In a recent review published in the journal Nature Reviews Cancer , researchers present compelling arguments as to why a baseline understanding of the potentials and limitations of artificial intelligence (AI) applications is fast becoming necessary in today's war against cancer. They briefly introduce AI and its associated models (artificial neural networks (ANNs), deep learning, and large language models [LLM]), and highlight advances in the field and their application in cancer research, and the challenges faced in ubiquitous AI technology adoption in ongoing studies. This review is meant to serve as a practical guideline for AI's adoption into mainstream cancer research, primarily targeted at non-computationally inclined cancer biologists.
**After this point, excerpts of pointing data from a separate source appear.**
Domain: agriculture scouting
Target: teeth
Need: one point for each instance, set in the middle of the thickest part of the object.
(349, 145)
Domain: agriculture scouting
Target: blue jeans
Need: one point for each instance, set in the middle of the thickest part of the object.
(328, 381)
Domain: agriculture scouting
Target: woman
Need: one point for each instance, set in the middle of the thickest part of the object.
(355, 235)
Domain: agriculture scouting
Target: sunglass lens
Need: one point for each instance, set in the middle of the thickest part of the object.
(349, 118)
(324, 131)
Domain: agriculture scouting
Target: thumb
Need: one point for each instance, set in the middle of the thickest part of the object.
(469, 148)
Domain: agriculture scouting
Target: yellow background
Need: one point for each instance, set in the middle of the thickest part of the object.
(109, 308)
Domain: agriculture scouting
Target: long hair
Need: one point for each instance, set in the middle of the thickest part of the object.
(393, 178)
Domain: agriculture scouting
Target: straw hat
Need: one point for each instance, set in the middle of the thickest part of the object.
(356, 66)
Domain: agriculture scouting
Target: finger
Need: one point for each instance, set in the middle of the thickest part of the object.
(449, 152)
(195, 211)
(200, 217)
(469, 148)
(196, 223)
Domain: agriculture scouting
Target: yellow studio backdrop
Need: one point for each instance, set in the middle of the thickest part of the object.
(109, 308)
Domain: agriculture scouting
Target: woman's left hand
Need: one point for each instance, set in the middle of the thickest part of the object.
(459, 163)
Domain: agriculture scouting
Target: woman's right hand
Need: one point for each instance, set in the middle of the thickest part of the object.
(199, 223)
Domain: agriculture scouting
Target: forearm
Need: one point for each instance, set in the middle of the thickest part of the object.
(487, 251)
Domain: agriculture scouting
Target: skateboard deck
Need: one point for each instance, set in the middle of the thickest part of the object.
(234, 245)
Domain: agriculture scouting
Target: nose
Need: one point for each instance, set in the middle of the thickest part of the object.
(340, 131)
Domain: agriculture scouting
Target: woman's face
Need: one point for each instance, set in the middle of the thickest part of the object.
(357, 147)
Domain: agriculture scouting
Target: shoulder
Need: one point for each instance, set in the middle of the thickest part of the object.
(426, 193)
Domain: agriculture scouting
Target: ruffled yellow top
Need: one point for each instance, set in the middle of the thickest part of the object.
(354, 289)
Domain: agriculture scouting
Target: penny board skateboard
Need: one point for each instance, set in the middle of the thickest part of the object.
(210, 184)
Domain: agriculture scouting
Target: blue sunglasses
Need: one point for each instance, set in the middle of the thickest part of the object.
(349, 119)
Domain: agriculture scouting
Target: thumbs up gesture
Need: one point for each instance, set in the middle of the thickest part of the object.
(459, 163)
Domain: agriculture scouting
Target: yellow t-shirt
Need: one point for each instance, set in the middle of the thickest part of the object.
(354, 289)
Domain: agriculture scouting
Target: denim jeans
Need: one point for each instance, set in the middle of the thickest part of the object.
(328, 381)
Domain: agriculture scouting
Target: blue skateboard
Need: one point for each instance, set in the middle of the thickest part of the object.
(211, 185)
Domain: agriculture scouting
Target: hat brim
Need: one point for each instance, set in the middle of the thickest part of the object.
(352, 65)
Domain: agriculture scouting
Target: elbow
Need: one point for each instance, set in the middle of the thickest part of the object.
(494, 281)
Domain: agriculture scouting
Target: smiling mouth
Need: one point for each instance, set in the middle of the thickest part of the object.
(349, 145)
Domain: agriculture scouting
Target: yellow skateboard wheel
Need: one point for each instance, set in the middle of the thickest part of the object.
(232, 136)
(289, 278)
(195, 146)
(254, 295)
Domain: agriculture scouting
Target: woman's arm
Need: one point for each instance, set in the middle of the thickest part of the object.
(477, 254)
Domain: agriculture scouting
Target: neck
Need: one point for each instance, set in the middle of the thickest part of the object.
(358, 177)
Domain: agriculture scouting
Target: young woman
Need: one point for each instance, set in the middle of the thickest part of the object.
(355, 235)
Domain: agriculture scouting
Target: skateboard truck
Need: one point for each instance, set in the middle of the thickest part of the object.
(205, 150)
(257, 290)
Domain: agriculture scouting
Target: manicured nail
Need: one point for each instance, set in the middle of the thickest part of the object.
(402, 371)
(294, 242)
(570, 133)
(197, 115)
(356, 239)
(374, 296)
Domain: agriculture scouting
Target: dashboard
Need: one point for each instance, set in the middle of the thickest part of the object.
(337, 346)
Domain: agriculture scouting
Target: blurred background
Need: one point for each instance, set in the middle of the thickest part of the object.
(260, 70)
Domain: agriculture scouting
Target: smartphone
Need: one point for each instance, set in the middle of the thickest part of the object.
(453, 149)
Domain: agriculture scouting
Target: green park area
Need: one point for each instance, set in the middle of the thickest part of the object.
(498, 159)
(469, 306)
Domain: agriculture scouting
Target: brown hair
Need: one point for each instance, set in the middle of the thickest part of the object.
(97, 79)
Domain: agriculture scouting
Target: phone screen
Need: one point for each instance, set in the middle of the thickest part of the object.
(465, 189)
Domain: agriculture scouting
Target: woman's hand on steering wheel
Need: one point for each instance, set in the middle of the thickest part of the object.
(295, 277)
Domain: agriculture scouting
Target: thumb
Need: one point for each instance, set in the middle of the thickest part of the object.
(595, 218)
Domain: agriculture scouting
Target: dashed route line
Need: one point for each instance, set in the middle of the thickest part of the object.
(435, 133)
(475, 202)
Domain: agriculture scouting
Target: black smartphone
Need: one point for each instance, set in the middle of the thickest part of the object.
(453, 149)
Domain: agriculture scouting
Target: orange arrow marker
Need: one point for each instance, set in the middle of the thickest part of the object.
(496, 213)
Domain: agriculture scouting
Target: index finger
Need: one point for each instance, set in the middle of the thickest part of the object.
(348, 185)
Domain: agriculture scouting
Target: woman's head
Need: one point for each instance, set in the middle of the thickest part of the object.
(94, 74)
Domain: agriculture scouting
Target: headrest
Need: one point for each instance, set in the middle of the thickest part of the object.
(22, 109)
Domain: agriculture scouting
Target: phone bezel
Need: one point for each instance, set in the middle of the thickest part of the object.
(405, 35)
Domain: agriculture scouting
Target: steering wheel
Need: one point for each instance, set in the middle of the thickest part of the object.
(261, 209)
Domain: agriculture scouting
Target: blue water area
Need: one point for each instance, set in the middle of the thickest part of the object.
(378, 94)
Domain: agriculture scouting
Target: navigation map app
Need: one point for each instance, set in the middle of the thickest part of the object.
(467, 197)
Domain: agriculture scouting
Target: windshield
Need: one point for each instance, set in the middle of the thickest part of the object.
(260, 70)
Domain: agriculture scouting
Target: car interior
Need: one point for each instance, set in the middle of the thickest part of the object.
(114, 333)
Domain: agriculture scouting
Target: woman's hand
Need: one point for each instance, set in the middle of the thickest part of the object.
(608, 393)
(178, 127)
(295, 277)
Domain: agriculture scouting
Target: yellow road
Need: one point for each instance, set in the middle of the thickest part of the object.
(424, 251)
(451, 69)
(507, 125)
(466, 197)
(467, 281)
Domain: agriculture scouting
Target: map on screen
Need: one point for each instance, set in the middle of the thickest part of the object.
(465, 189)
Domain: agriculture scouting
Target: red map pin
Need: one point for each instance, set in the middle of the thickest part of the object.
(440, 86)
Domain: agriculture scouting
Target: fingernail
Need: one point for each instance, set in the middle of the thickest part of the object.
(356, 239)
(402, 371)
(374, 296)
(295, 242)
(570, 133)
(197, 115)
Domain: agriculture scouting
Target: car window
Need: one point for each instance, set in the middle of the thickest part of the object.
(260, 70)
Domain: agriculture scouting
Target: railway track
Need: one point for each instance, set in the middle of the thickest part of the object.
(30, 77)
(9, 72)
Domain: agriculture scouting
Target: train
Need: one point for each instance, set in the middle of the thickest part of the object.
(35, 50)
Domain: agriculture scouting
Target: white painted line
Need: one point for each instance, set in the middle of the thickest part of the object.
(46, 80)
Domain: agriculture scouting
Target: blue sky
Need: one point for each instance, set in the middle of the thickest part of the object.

It provides numerous examples of how the technology can hasten research progress and identify patterns invisible to the naked human eye. Review Article: A guide to artificial intelligence for cancer researchers . Image Credit: springsky / Shutterstock Artificial intelligence (AI) is an umbrella term for many technologies and applications that attempt to simulate human intelligence and data processing using high-precision machine algorithms.
Despite being widely regarded as originating during a conference in 1956 (Dartmouth College), AI remained a theoretical rule-based system for most of its existence, with the now-called 'symbolic AI' and 'classical machine learning' dominating the field until as recently as the past 15 years. Unpreced.